There is also no monitoring and tracking of people in the workforce who are plainly unsuitable for the jobs they are doing, for example through offending behaviour, incompetence or abuse of service users. Such people may be removed from post by their employer but later be re-employed elsewhere in the social services workforce.

While some employers have developed codes of conduct to which their staff must conform and some professional bodies have developed codes of ethics, these are not widely accepted across Scotland and do not apply to the whole workforce.

A new Scottish Social Services Council will be established to regulate the social services workforce and ensure that policy objectives are met.

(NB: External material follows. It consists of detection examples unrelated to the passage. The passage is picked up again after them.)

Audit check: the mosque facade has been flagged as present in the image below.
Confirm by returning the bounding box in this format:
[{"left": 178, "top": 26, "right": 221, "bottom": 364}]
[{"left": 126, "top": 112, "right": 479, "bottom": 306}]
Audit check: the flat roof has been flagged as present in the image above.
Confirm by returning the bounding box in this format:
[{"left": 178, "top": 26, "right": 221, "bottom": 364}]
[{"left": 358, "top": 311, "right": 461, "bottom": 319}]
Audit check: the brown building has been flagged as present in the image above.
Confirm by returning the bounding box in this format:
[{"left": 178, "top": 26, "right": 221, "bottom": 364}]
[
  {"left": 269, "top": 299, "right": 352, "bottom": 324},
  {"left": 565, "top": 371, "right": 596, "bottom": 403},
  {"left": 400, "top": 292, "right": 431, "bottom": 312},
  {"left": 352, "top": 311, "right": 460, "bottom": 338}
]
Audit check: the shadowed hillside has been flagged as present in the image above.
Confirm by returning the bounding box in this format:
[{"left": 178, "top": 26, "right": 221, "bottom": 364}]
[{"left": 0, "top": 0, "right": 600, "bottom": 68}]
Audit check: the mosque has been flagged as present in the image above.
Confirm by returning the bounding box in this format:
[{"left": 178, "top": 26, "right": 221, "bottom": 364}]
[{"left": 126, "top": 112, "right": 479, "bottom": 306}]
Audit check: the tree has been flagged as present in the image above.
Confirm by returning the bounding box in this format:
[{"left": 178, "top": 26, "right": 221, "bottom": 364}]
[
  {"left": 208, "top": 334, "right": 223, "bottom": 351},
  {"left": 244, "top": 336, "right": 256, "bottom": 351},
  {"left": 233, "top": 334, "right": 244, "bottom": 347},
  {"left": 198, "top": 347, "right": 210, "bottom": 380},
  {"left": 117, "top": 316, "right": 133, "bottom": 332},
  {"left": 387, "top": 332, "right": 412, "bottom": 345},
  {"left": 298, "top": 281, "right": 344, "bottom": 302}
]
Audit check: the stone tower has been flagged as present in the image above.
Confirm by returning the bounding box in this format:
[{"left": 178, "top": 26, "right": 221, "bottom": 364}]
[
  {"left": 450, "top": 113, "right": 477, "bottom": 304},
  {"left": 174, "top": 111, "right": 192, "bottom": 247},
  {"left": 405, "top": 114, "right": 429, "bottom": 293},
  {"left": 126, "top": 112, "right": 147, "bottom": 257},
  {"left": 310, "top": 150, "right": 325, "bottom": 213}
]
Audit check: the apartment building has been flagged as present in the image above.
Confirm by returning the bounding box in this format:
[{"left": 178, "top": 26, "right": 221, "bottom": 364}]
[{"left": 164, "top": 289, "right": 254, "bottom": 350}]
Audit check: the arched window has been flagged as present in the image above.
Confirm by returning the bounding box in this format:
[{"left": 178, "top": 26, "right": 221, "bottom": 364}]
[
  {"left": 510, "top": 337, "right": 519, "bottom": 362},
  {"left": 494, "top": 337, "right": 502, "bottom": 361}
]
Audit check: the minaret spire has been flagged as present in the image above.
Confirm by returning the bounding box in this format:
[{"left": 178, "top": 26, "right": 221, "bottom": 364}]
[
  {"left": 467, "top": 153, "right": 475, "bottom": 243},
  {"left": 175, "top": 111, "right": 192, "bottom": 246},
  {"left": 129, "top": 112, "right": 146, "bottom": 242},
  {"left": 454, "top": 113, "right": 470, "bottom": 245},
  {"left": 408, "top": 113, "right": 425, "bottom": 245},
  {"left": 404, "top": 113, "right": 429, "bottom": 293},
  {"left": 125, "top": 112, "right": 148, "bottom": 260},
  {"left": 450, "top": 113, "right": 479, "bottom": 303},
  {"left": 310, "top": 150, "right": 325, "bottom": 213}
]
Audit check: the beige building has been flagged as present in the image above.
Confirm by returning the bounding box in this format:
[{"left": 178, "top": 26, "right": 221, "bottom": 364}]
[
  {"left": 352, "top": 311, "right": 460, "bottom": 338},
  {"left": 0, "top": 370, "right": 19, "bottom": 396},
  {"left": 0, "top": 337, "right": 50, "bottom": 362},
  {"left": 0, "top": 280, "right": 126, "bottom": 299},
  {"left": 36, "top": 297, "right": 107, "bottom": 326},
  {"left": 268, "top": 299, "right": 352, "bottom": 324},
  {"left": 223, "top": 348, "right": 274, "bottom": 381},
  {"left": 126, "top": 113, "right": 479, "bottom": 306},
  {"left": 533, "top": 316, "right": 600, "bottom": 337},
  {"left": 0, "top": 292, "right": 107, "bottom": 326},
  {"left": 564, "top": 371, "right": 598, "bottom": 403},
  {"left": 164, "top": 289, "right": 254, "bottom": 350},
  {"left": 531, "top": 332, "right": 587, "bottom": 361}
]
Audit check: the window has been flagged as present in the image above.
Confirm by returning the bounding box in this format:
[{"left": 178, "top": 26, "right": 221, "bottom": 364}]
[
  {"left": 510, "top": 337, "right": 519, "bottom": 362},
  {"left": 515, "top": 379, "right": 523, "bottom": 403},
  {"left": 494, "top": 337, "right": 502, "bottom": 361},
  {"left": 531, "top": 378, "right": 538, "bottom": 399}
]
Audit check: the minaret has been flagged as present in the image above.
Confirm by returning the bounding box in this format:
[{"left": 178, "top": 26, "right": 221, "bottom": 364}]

For more details, check out The Way Forward for Care: A Policy Position Paper listed on the Scottish Executive website at www.scotland.gov.uk.

Saying Good-bye at Edinburgh Airport

The tragic foot and mouth quarantines were continuing during my stay in the UK, with 30 new confirmed cases in Yorkshire. The British Parliamentary election campaign was in full crescendo, building towards the June 7th election. Racial violence in Oldham also captured world attention. Yes, there is plenty to keep world attention focused on the United Kingdom and what is happening in Child and Youth Care there.

I wish the new Professor of Residential Child Care, Andy Kendrick, and all those involved with the Scottish Institute for Residential Child Care every success in their combined efforts to support Scottish children and young people in care.